Background information
- Born: 29 November 1940 (age 85) Galway, Ireland
- Origin: Galway, Ireland
- Genres: Irish folk
- Occupation: Musician
- Instruments: Vocals; guitar; mandola;
- Years active: 1962–present

= Seán Cannon =

Irish musician (born 1940)

Seán Cannon (born 29 November 1940) is an Irish musician.
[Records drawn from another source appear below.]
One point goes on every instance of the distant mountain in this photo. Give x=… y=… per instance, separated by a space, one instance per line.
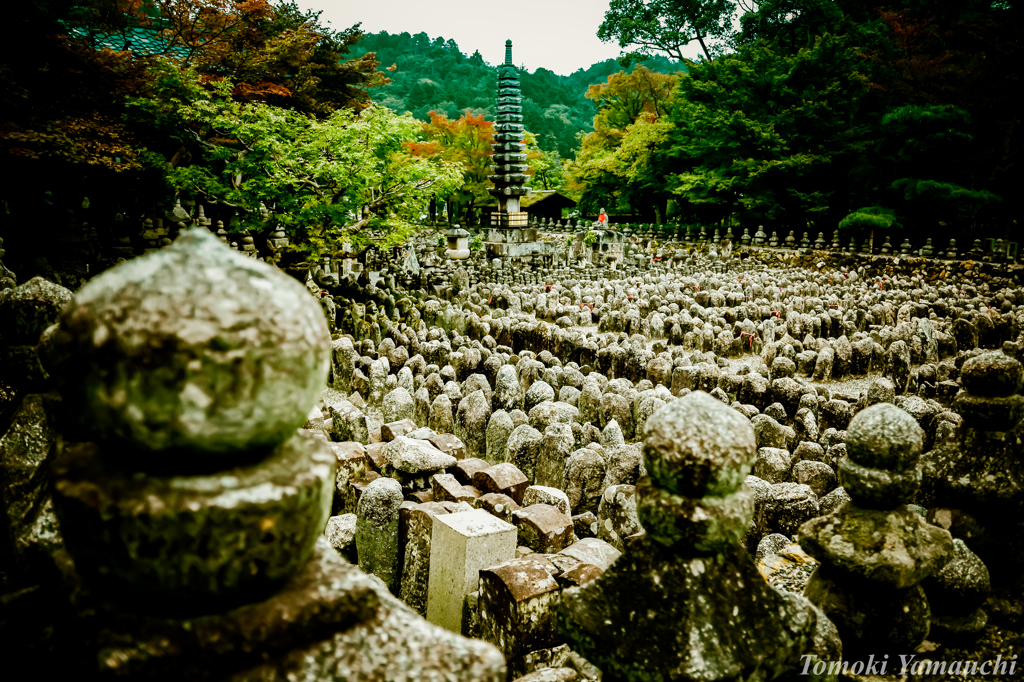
x=435 y=75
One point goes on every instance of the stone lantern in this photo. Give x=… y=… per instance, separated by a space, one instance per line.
x=458 y=243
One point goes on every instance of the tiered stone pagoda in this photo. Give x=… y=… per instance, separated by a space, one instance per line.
x=510 y=233
x=510 y=152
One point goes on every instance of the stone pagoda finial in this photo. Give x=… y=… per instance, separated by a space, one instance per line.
x=510 y=152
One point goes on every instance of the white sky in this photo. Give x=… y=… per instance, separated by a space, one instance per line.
x=559 y=35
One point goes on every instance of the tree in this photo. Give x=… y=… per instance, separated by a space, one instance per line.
x=615 y=163
x=467 y=143
x=347 y=177
x=666 y=26
x=625 y=97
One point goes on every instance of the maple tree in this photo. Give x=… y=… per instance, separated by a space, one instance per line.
x=347 y=177
x=466 y=141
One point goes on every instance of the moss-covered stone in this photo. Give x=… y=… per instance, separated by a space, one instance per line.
x=194 y=347
x=194 y=544
x=708 y=524
x=697 y=446
x=895 y=549
x=655 y=616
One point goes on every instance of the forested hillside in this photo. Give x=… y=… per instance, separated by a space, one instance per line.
x=434 y=75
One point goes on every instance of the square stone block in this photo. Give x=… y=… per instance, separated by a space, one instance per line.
x=462 y=544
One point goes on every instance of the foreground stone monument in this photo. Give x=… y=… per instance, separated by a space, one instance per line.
x=195 y=510
x=876 y=551
x=689 y=570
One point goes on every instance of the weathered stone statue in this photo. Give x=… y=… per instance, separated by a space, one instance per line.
x=685 y=602
x=875 y=551
x=190 y=502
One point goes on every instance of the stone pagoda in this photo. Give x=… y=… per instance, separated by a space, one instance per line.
x=510 y=233
x=510 y=152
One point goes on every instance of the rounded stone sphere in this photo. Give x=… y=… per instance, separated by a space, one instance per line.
x=698 y=446
x=194 y=544
x=194 y=348
x=884 y=436
x=992 y=375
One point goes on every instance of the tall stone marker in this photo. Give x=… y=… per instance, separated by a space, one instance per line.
x=462 y=545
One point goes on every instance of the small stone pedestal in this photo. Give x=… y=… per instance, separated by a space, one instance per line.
x=462 y=545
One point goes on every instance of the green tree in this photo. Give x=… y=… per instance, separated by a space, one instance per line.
x=465 y=142
x=347 y=177
x=666 y=26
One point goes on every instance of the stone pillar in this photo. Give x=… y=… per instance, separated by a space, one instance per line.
x=463 y=544
x=377 y=529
Since 1982 he has been a guitarist for The Dubliners and their follow-up-band The Dublin Legends.

==Early life==
Seán Cannon was born in Claddagh, Galway, Ireland. His family moved from Galway to Coventry in 1955. He travelled around Europe at an early age, rambling in England, Germany, Switzerland and Spain. Whilst living in Tübingen, Germany, Cannon acquired a guitar and learnt local folk songs and ballads. It was during these trips that Cannon learned to speak several languages. He moved to England and became a renowned solo artist, playing in almost every folk club in Britain.

==Career==
By 1969, Cannon had joined an England-based folk group called "The Gaels". The Gaels consisted of three Irishmen and a Scotsman. They released an album. Cannon also released three solo albums in the 1970s.
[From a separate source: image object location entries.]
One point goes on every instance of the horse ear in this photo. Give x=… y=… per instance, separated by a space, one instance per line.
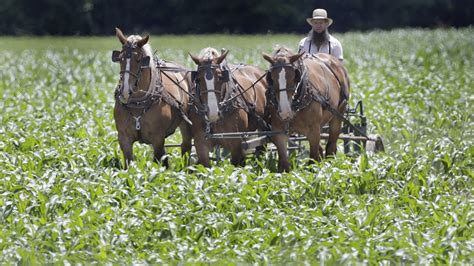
x=295 y=57
x=268 y=58
x=222 y=57
x=120 y=36
x=143 y=41
x=297 y=75
x=196 y=59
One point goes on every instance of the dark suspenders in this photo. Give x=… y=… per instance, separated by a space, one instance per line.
x=310 y=43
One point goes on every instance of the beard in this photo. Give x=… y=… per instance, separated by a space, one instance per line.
x=320 y=38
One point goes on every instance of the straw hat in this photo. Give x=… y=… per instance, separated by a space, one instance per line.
x=319 y=14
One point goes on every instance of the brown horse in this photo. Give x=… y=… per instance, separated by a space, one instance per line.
x=149 y=102
x=227 y=98
x=304 y=94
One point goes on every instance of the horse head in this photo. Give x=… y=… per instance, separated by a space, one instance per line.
x=283 y=77
x=209 y=79
x=136 y=62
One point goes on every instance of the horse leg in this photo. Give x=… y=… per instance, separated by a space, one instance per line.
x=315 y=150
x=237 y=154
x=281 y=142
x=159 y=151
x=202 y=150
x=186 y=135
x=126 y=145
x=335 y=126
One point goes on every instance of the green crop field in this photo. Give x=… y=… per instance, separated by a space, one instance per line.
x=65 y=199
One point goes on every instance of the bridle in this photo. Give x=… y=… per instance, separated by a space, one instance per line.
x=209 y=68
x=280 y=66
x=144 y=62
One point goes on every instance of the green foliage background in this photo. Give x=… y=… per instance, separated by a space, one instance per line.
x=63 y=197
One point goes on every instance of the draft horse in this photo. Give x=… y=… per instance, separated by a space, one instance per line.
x=226 y=98
x=305 y=93
x=151 y=98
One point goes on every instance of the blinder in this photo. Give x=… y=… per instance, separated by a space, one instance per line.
x=225 y=76
x=116 y=56
x=193 y=75
x=297 y=75
x=145 y=62
x=269 y=79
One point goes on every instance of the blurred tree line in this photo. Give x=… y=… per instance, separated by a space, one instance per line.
x=99 y=17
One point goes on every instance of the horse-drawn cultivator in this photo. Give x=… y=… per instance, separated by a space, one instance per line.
x=298 y=101
x=354 y=136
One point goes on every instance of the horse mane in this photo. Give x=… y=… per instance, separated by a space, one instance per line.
x=208 y=53
x=146 y=48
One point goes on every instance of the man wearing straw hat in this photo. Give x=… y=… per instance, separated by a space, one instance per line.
x=319 y=40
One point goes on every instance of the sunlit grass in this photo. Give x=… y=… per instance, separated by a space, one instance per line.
x=64 y=197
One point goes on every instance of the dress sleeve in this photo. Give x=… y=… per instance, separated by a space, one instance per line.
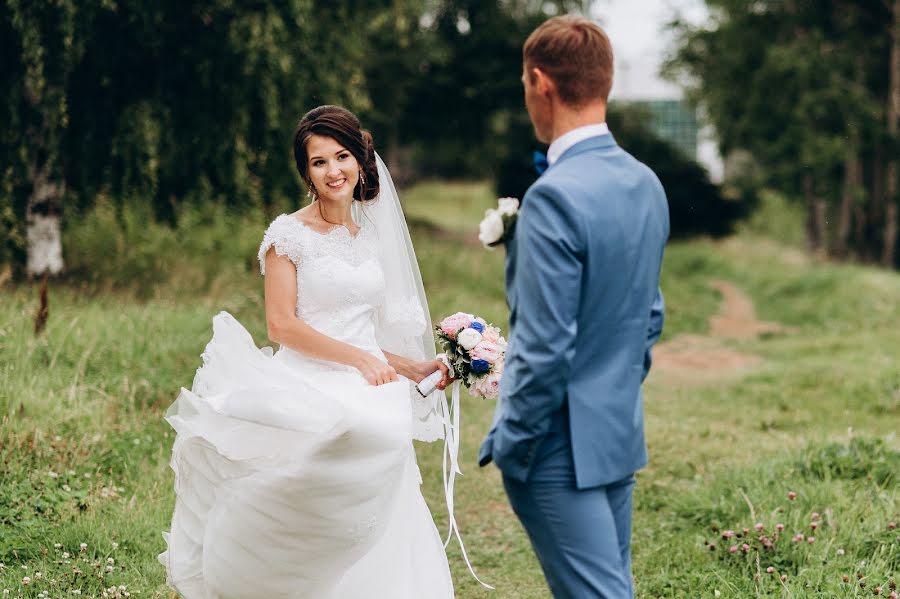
x=283 y=235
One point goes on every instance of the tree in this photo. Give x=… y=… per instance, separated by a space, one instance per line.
x=160 y=102
x=810 y=107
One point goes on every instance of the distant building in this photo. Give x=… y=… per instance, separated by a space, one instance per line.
x=673 y=119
Cannon had known The Dubliners since the 1960s, and, like Eamonn Campbell, joined them on stage on numerous occasions. When lead singer Luke Kelly became ill in 1980, he stepped in, and became a full-time Dubliner in 1983 when Kelly departed. Cannon is known for singing songs in the Irish language ("Peggy Lettermore", "Fáinne Gael an Lae", "Cill Cháis") and humorous a cappella songs like "The Waterford Boys", "The Pool Song" or "The Sick Note".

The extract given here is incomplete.